Jeu d'écriture - Dialogue entre contraires


Les jeux d'écriture reprennent après un petit moment d'interruption!
Aujourd'hui, je vous propose d'écrire un dialogue entre contraires (chaud/froid, haut/bas etc) ou plus largement entre des antinomies.
Pas de contrainte de temps ou de mots, l'essentiel est de s'amuser!
J'attends vos participations dans les commentaires!
Si ça vous intéresse, vous pouvez aller lire les très jolis textes de mes camarades ici 

Voici la mienne :

"Le coeur et la tête"


La tête : Hé ho, tu veux bien arrêter 2 secondes, j’arrive pas à me concentrer !

Le cœur : Arrêter de battre ? Je veux bien mais tu risques de te trouver bien ennuyé !
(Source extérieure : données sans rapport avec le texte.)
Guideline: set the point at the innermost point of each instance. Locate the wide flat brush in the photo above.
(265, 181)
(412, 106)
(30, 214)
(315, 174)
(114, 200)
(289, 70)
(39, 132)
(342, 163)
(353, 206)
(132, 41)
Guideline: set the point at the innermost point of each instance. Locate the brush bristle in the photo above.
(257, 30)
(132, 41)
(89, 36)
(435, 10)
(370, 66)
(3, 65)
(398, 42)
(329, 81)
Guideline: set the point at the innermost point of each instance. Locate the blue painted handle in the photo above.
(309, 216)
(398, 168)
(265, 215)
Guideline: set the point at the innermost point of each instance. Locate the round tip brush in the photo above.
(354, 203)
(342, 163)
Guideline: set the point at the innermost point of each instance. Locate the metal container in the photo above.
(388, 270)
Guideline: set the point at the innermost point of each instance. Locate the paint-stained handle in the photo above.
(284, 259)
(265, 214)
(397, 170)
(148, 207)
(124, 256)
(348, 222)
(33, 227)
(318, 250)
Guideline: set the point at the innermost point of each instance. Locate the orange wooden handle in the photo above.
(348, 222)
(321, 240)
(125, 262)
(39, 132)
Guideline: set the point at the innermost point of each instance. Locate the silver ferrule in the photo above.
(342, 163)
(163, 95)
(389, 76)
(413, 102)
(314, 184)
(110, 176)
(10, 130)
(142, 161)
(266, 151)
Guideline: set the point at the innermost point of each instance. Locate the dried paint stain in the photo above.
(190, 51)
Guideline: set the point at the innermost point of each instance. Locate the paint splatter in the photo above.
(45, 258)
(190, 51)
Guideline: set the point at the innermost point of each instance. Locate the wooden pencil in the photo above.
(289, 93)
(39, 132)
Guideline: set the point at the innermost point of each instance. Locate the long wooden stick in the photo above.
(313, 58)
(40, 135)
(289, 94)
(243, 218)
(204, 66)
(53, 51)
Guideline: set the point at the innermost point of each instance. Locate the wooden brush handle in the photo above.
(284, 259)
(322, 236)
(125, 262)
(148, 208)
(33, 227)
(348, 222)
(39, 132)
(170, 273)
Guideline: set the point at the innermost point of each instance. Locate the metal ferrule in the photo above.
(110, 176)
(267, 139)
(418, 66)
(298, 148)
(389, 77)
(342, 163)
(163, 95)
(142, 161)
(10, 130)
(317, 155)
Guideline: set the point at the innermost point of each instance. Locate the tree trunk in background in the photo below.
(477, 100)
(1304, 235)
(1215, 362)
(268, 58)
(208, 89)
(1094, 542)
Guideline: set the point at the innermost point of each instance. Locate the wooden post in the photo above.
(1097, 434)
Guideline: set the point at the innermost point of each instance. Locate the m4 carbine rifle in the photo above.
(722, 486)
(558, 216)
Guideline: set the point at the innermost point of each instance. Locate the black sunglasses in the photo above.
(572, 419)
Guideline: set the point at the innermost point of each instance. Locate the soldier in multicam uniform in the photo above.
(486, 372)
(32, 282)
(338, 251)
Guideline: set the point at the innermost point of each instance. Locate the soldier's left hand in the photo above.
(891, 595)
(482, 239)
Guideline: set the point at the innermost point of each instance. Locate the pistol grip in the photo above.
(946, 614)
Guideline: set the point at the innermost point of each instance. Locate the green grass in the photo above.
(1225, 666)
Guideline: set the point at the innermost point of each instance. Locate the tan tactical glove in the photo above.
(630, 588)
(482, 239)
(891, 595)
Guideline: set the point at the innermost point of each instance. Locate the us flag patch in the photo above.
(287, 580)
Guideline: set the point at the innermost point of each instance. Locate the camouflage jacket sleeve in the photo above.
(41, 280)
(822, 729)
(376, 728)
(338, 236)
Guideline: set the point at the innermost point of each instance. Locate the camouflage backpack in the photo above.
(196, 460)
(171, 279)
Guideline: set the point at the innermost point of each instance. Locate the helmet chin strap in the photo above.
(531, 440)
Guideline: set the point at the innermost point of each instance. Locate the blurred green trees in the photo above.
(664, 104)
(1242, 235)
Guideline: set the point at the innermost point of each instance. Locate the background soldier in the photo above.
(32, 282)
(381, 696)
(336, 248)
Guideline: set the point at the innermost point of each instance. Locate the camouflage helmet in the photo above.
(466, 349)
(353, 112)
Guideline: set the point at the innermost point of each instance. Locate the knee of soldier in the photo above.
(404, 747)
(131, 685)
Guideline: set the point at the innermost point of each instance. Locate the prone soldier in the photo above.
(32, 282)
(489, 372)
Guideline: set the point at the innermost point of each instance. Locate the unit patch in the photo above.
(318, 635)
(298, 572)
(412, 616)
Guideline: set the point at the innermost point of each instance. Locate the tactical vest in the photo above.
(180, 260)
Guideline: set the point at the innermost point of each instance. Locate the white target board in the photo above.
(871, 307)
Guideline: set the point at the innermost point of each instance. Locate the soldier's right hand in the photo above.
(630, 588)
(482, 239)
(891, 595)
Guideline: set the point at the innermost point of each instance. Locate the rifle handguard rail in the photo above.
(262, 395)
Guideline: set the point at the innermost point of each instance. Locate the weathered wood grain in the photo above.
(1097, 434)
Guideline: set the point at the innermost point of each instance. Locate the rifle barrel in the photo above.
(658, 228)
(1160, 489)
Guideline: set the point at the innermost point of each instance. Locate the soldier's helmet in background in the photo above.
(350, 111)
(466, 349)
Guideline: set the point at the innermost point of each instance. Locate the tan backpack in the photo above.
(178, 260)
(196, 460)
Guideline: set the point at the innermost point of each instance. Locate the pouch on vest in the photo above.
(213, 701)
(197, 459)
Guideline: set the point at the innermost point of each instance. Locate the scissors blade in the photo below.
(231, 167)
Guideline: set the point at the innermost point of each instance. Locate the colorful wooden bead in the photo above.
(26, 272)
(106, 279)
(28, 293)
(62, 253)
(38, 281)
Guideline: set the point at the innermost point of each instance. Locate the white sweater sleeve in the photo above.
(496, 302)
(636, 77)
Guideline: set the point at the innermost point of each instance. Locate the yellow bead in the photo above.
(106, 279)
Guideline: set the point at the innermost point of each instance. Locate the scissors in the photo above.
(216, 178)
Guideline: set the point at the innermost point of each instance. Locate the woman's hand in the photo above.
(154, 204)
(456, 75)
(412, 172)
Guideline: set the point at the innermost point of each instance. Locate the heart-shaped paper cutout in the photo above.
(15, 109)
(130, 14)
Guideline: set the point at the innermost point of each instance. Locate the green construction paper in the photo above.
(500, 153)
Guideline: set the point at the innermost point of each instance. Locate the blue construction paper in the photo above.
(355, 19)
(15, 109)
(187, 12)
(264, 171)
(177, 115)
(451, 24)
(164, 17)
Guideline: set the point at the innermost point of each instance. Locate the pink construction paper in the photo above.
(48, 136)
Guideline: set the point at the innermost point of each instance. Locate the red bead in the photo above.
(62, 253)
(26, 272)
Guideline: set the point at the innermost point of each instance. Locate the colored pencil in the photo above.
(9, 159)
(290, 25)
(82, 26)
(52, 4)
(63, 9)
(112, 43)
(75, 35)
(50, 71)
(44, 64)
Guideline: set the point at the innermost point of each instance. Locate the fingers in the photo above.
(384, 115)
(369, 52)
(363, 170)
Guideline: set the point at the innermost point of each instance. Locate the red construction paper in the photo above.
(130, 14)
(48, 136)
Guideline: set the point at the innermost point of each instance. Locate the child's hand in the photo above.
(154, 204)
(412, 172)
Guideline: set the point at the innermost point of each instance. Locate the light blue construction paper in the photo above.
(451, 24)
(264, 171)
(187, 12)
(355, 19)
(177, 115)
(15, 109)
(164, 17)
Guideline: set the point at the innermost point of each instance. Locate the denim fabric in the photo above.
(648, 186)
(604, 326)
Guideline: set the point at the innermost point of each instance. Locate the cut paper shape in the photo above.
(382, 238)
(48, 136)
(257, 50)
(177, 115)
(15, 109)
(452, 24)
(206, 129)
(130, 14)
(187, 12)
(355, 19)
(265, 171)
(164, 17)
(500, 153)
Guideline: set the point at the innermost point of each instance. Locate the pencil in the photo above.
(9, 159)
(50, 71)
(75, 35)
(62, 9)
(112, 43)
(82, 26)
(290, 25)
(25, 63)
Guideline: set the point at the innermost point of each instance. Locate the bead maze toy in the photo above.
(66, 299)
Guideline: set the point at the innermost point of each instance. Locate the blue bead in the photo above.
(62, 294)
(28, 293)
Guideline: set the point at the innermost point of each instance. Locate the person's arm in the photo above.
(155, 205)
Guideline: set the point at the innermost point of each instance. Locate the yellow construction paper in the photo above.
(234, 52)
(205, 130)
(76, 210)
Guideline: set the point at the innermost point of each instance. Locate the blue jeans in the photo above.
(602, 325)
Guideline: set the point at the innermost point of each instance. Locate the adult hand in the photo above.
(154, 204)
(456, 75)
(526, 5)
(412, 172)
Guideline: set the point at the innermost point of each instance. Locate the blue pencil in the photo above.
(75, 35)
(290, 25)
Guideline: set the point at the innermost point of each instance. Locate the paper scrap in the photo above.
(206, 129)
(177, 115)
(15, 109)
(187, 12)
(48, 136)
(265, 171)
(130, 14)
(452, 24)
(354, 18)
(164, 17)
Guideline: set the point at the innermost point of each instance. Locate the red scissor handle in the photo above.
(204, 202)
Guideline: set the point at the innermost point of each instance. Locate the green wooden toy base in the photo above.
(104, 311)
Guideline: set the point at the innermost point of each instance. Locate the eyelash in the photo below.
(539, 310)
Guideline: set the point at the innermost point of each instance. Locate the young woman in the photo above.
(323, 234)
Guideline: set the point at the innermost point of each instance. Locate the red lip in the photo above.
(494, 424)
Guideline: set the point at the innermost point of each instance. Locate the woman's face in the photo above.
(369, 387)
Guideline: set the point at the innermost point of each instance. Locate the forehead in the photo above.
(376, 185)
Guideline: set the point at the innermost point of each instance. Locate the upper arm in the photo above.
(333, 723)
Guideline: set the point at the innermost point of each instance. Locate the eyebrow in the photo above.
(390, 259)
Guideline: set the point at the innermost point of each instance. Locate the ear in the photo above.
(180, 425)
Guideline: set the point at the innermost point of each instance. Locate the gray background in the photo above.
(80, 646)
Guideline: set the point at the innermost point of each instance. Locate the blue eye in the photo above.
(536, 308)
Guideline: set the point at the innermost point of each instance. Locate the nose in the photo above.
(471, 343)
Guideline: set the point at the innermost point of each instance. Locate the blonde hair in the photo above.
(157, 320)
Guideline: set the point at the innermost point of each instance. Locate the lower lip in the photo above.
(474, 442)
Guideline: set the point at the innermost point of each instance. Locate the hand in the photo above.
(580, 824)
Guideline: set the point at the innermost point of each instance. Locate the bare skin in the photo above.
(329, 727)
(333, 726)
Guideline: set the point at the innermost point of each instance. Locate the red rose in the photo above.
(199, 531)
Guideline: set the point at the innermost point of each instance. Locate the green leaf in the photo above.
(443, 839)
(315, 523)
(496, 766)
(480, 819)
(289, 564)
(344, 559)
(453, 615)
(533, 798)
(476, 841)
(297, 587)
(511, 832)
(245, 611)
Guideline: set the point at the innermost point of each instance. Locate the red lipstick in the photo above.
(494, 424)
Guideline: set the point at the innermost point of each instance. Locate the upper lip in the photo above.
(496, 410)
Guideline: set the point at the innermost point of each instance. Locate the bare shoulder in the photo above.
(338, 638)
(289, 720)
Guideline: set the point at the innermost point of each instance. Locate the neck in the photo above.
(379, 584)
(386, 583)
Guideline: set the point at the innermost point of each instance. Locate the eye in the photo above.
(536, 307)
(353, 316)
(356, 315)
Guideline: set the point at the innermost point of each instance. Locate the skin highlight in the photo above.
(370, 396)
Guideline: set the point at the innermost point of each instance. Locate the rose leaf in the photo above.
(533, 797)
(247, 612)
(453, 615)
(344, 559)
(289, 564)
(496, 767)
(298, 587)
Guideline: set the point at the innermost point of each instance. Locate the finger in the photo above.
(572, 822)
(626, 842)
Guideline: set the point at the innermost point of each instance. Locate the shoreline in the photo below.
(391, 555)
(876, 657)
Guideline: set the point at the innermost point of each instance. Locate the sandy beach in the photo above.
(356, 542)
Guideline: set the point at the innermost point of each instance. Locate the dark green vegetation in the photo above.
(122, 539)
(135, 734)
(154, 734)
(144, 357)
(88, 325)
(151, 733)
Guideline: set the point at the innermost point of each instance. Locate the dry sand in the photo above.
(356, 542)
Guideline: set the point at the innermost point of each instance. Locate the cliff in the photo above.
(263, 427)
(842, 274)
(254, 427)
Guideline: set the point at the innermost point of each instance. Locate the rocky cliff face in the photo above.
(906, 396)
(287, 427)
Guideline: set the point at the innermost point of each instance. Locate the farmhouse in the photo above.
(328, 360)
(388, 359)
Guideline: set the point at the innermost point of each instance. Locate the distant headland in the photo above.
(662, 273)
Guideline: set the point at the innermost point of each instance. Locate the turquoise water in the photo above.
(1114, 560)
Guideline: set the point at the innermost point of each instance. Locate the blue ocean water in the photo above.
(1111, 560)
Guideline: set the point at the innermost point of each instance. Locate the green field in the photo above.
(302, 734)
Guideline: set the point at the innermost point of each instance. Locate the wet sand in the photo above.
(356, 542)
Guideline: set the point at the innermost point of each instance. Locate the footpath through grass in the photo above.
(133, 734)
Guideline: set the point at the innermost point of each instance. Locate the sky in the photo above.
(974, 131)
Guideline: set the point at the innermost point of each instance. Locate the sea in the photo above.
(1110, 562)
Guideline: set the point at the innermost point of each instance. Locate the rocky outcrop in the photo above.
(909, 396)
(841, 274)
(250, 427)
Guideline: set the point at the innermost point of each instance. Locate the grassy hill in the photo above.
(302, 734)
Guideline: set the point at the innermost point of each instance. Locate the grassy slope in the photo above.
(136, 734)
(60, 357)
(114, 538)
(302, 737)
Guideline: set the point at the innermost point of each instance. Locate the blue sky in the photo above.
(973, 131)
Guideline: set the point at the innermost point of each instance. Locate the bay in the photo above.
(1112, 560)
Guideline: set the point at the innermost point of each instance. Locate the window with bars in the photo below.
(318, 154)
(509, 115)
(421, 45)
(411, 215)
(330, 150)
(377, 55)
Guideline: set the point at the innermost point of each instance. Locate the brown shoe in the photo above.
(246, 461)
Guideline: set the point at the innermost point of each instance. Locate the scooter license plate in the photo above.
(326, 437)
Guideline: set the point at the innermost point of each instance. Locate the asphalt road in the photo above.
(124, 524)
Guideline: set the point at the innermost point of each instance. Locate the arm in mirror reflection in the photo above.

La tête : Très drôle.  Tu peux faire moins de bruit, réduire le rythme, te calmer un peu ou c’est trop te demander ? Je n’entends que toi, tes pulsations m’assomment. J’ai besoin de toutes mes capacités. Ce rendez-vous amoureux c’est un peu la chance de ma vie. Enfin, de SA vie. Je suis son cerveau mais sans moi il n’est pas grand-chose. Rien qu’une grande carcasse inutile, un pantin désarticulé.

Le cœur : C’est vrai que moi je ne suis qu’un accessoire. Un viscère. Un vulgaire abat sur l’étal du boucher.

La tête : Toi et ta fichue susceptibilité. Mais oui tu es important, tu pompes, tu irrigues. Il n’y a pas de sous-métier tu sais. Tu es un organe très respectable mais tu es parfois trop sanguin voilà tout. Un peu de retenue ne nuit pas.

Le cœur : Tu crois que ça ne me fatigue pas d’être si émotif ? Rien que de penser à ce RDV je m’emballe et je pompe, je pompe. J’essaye d’être efficace pour que chacun de ses membres, chacun de ses organes puisse être au maximum de ses capacités. J’ai beau tenter de garder la tête froide, rien que de penser au parfum de cette femme, à son regard enjôleur, à ses tics si attendrissants, je bats de plus belle. Tu te rends compte qu’on ne rencontre une personne comme cela qu’une fois dans sa vie ?

La tête : Du calme, rien n’est joué. Il va falloir être fin, drôle, incisif, pertinent. C’est là où j’interviens. D’ailleurs, si tu pouvais m’envoyer un peu de carburant au lieu de t’escrimer à le balancer dans des organes un peu moins nobles si tu vois ce que je veux dire… Je ne pense pas qu’ils vont conclure ce soir donc c’est un peu inutile. Laisse moi contrôler sa tête, je crois qu’il va en avoir davantage besoin.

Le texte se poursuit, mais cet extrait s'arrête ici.